Asahi to get Schweppes for $1.2b after Coca-Cola steps aside

Posted by Daniel Palmer on 13th March 2009

The Coca-Cola Company has decided against pursuing a counter offer for Schweppes, paving the way for Cadbury’s A$1.185 billion deal with Asahi Breweries to proceed.

Cadbury announced last night that they had entered into a definitive sale and purchase agreement for the Schweppes Beverages business in Australia. A conditional agreement between the firms was completed on December 24 last year, but remained subject to a right of negotiation granted to The Coca-Cola Company in 1999 – under which TCCC had the right until March 2009 to negotiate with Cadbury regarding a potential acquisition of the Schweppes Australia business. This right was granted to TCCC after a takeover bid for Schweppes failed to gain regulatory approval in 1999.
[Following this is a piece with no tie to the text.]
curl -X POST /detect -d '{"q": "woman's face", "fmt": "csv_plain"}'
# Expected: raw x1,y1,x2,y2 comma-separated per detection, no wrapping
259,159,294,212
“TCCC has confirmed to Cadbury that it does not intend to pursue its right of negotiation and consequently, Cadbury and Asahi have today entered into a definitive sale and purchase agreement for the same cash consideration as previously announced,” the UK-based confectioner advised.

Schweppes is the second largest non-alcoholic ready to drink beverages business in Australia and its portfolio consists of both owned and franchised brands, including Schweppes and Pepsi. It has around 1,500 employees.

“The successful sale of Schweppes Australia will complete Cadbury’s divestment of its beverage operations,” Todd Stitzer, CEO of Cadbury, said upon first announcing the deal. “As a result, Cadbury will focus solely on growing its Chocolate, Gum and Candy portfolio in line with the Vision Into Action strategy, announced in June 2007.”

Asahi is Japan’s second largest brewer and the deal continues a trend of expansion by Japanese companies into the Australian and New Zealand beverage market. Kirin started the trend amongst Japan’s beverage firms to expand into the region as their home market growth stagnates, with Kirin now owning Dairy Farmers and National Foods as well as a major stake in Lion Nathan, while Suntory recently completed a purchase of the NZ-based Frucor.

“The acquisition of Schweppes Australia will strengthen our international soft drinks business, create a new platform of growth in Australia, and enable us to capture synergies the Group,” Asahi advised in a statement.

Cadbury said they expected that the pre-conditions to closing the transaction will have been satisfied by 30 April 2009, with the deal having already received approval from the Australian Foreign Investment Review Board.